Generation Mining (GENM.C) was an early mover as it secured the majority ownership of the Marathon PGM deposit in Ontario about a year ago. Given the current palladium price and how the deposit is shaping up with a recently completed PEA as crown jewel, this acquisition may enter the history books as one of CEO Levy’s best deals ever. Unfortunately, Generation Mining has also been sold off along with the other palladium companies although the base case scenario of its PEA uses a palladium price that’s substantially lower than what the metal is trading at now.
Palladium Market Price, Supply and Demand Balance Historic and Forecast
At the current Palladium price, Marathon remains hugely profitable
The January 2020 PEA intended to figure out the economics of the Marathon PGM project using reasonable commodity prices. A successful exercise as the base case scenario using $1275 palladium confirmed the economics of Marathon as the after-tax IRR came in at 30% while the NPV5% of C$871M (again on an after-tax basis) shows how important the low-cost nature of the operations will be: the all-in sustaining cost per ounce of palladium-equivalent is estimated to be less than US$600, or less than a third of the current palladium price and less than half the base case price used in the PEA.
And just to make the comparison easier and to explain the impact the current metal prices have on the economics, the following table compares the metal prices used in the Preliminary Economic Assessment with the metal prices halfway June.
Platinum and Copper are trading about 10% lower than the price used in the PEA, but these are just by-products and the slightly lower price will have very little impact in the greater scheme of things. But to show how important the higher palladium price is, we have put a table together to show the impact of the difference in metal prices on the product mix. Important side-note: we obviously look at the payable metal output and not the total resource nor the amount of metals produced (as the payability ratio is less than 100%).

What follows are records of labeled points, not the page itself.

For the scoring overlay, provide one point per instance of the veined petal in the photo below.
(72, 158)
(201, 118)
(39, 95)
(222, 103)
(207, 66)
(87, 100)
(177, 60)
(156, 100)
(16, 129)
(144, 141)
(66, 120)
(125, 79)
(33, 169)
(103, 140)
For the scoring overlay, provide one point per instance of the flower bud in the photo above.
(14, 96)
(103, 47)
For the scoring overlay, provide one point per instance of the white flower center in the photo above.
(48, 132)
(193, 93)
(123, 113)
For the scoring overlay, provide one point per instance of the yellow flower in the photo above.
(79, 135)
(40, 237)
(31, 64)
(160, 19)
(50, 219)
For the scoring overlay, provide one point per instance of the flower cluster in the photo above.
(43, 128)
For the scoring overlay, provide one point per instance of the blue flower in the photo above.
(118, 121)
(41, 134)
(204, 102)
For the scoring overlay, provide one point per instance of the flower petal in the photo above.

So applying the current metal prices would boost the cash flow of the project by US$707M, or almost C$1B. Keep in mind this is just a rough back of the envelope calculation. Additionally, the cash flow difference was calculated on a pre-tax and undiscounted basis. Adding in taxes and a 5% discount rate will likely reduce the impact on the NPV by more than 50% compared to the US$707M quoted above.
As palladium is by far the most important metal in the production mix, Generation’s sensitivity table also provides interesting details.

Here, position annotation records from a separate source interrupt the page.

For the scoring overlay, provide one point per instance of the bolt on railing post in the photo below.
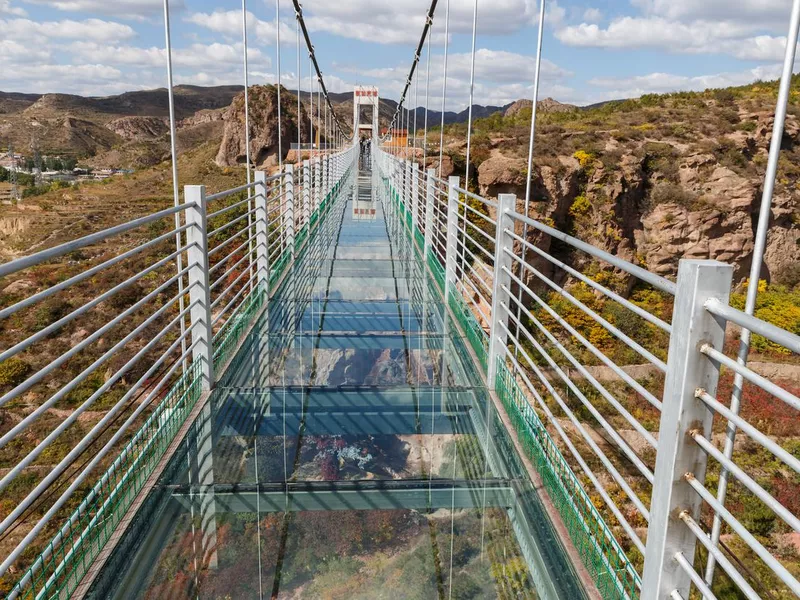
(262, 231)
(199, 288)
(452, 236)
(498, 338)
(289, 220)
(430, 197)
(306, 192)
(682, 412)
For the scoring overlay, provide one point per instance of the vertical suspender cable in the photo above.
(173, 143)
(531, 141)
(416, 109)
(471, 90)
(764, 214)
(298, 155)
(247, 142)
(444, 82)
(427, 98)
(278, 57)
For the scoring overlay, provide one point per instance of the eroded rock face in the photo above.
(715, 220)
(263, 128)
(139, 128)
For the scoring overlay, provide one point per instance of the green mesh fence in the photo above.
(601, 554)
(58, 570)
(607, 563)
(226, 340)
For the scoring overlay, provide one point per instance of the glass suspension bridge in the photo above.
(352, 355)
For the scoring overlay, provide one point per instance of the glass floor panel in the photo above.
(350, 451)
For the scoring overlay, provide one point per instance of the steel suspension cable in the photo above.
(765, 212)
(298, 155)
(427, 99)
(417, 54)
(444, 83)
(176, 197)
(528, 183)
(471, 91)
(299, 11)
(278, 58)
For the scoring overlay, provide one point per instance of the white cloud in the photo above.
(229, 23)
(132, 9)
(32, 33)
(392, 22)
(631, 87)
(7, 9)
(592, 15)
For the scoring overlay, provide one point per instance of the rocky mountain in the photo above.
(654, 180)
(263, 127)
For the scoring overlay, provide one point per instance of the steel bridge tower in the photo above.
(365, 96)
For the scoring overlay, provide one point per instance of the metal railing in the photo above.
(113, 363)
(624, 458)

Palladium Price Sensitivity
Keeping all commodity prices but the palladium price unchanged shows an after-tax NPV5% of C$1.33B based on a palladium price of $1700/oz, about 10% below the current price.

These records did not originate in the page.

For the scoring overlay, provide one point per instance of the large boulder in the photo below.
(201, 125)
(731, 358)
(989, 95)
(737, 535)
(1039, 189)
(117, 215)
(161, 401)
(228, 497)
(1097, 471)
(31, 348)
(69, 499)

Sibanye’s claw-back right explained
There still appears to be some confusion as to how the Sibanye-Stillwater (SBSW) earn-back agreement works. Generation Mining remains on track to obtain its 80% stake in the project by the end of this year, and Sibanye has a one-time right to repurchase a 31% stake where after a 51/49 joint venture will be formed where Generation Mining becomes a minority partner. This one-time-right remains open for a period of 90 days starting on the day a production decision will be made (likely in H1 2021 upon the completion of a feasibility study).
To earn back the 31%, Sibanye will have to cover 31% of the capex whereafter it will obviously still have to contribute its 51% stake in the remaining capex. The capex in the PEA was estimated at C$431M, and 31% of this is C$134M. This means Sibanye will have to cover the first C$134M AND 51% of the subsequent C$297M (C$151M).
Marathon Final Pit Design
This means Generation Mining will only have to contribute C$146M of the C$431M capex (34% of the total capex) for 49% of the economic rights. This also allows us to re-calculate the attributable NAV in case Sibanye decides to execute the claw-back clause. In the base case with the C$871M NPV, the discounted sum of the cash flows is C$1.3B (you need to add the initial capex back the equation to figure out the total net cash flows). Generation Mining’s attributable share of the cash flows will be C$638M. However, Generation will only be required to fund C$146M of the capex which means the attributable NPV of the Marathon project will be C$492M for its 49% stake.
If we would look at the C$1.33B NPV in the $1700/oz palladium scenario, we can just add back the C$431M to end up at a total cash flow of C$1.76B of which C$862M is attributable to Generation Mining. Deducting the C$146M capex requirement results in an attributable NAV of C$716M to Generation Mining.
Of course, the aforementioned calculations only make sense if Sibanye effectively decides to increase its stake again to 51%. But it shows how strongly the agreement is in Generation’s favor.